J'aimais ces vacances où je fis mes premiers pas d'artiste en chantant avec mon accent provençal pour une assemblée gagnée d'avance. "Quand dans l'azur monte le clair soleil..." Temps où j'appris à jouer au ping pong, à "la lyonnaise" avec d'énormes boules sur un terrain qui me semblait immense. Nous séjournions dans une grande maison "Fontcouverte" . Cette pension familiale bâtie à la lisière du Mont Chaix faisait le bonheur les parents et des enfants. Les parents étaient tranquilles car il n'y avait aucun danger à l'entour et les enfants heureux de se sentir la bride sur le cou. Chef Roger séjournait un peu plus bas, près de la source du bon Saint François Régis, chez des amis. Il montait nous retrouver et organisait des jeux de piste ou nous faisait préparer les soirées. Ainsi passaient très vite deux semaines de vacances enjolivées par la cuisine ardéchoise ou lyonnaise: quenelles, crème fraîche, gratin dauphinois. Je me souviens encore aujourd'hui de la cuisinière. Elle me semblait très âgée et ne parlait que le patois ardéchois, incompréhensible pour l'enfant que j'étais.

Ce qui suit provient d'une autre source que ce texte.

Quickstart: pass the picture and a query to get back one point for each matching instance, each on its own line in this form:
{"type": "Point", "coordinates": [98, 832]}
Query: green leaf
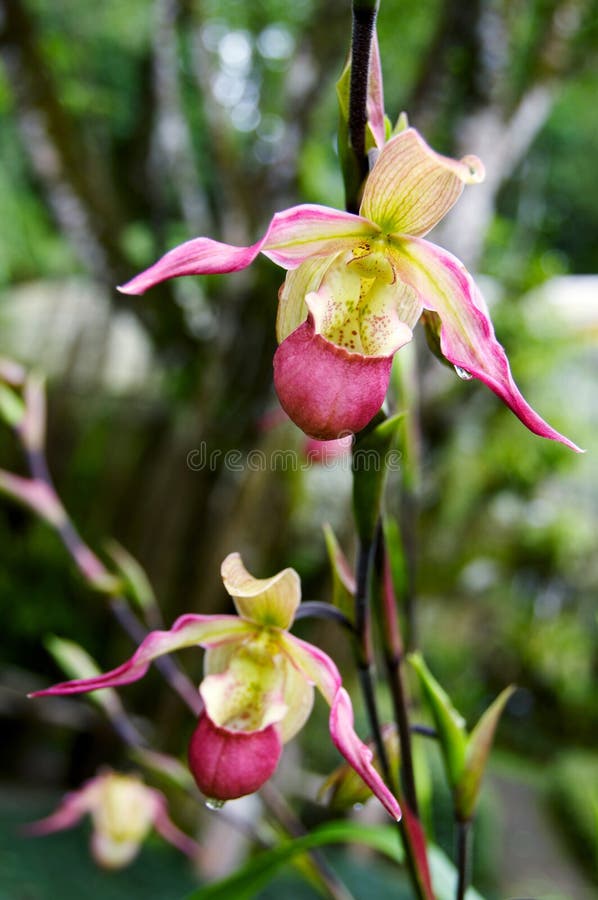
{"type": "Point", "coordinates": [134, 576]}
{"type": "Point", "coordinates": [478, 749]}
{"type": "Point", "coordinates": [450, 725]}
{"type": "Point", "coordinates": [245, 883]}
{"type": "Point", "coordinates": [12, 408]}
{"type": "Point", "coordinates": [394, 547]}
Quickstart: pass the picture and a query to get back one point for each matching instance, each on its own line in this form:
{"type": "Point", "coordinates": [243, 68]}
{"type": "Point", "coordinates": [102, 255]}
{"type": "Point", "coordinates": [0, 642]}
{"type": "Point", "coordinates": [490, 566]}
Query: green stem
{"type": "Point", "coordinates": [463, 852]}
{"type": "Point", "coordinates": [363, 646]}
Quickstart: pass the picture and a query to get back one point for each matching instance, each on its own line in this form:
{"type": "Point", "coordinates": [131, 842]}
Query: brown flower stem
{"type": "Point", "coordinates": [90, 566]}
{"type": "Point", "coordinates": [412, 833]}
{"type": "Point", "coordinates": [364, 23]}
{"type": "Point", "coordinates": [463, 854]}
{"type": "Point", "coordinates": [278, 807]}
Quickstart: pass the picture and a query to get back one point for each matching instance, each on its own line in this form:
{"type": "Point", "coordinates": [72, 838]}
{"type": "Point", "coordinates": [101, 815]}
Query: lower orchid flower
{"type": "Point", "coordinates": [123, 810]}
{"type": "Point", "coordinates": [357, 286]}
{"type": "Point", "coordinates": [258, 687]}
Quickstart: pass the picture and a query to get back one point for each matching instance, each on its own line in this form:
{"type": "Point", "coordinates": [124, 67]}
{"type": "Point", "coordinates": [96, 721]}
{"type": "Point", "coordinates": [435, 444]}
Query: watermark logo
{"type": "Point", "coordinates": [202, 458]}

Bien des années plus tard, je suis passé par Roanne pour rendre visite à une dame qui elle aussi, avait séjourné à Fontcouverte. La dernière fois qu'elle m'avait vu, je devais avoir tout juste dix ans. Lorsqu'elle ouvrit sa porte, elle s'écria: "Tu n'as pas changé!" Je souris gentiment et précisais: "sauf que j'ai quarante ans de plus".
Le temps des vacances à Fontcouverte s'arrêta brusquement. La maison familiale avait été vendue et ne recevrait plus de vacanciers. Une page de notre vie se tournait définitivement. Je suis, depuis ce temps, retourné plusieurs fois à La Louvesc sur les traces de notre enfance. Zaza a bien grandi, elle ne court plus dans le pré en jupe blanche, André ne ressemble plus à Ike. Les poneys ont remplacé les enfants. Mais quand je passe devant "notre" maison de vacances, je ressens toujours une étrange sensation, mélange de nostalgie et de bonheur. Le Mont Chaix a vu son sommet dévasté par la tempête de l'an 2000, ses arbres sont cassés et sèchent lentement avant de s'écrouler. Le magnifique "Bois de Versailles", lui, a été entièrement détruit par la même tempête. Il ne reste rien de ses arbres majestueux et de ses larges allées. Les hôtels ont fermé les uns après les autres et tombent en ruine. Les banques, sentant que la richesse avait quitté les lieux, ont déserté elles aussi le village: pas le moindre distributeur de billets à la disposition des touristes et des habitants:la priorité est aujourd'hui à la rentabilité. Il ne reste plus qu'à Saint François Régis et à la bienheureuse Couderc à s'unir pour qu'un miracle fasse renaître La Louvesc. Une petite apparition de leur Sainte Patronne par exemple amènerait des pélerins et soulagerait Lourdes, surchargée! En plus la basilique est magnifique, la "Maison du Pélerin" opérationnelle, la source miraculeuse disponible, le climat agréable, ce n'est donc pas la mer à boire. En plus, je suis sûr que si là-haut, au paradis, les saintes autorités compétentes déléguaient Chef Roger pour les repérages, il en serait tout heureux. Dévoué comme il l'était, il ferait cela très bien. Tout le monde aurait à y gagner sur la terre comme aux cieux.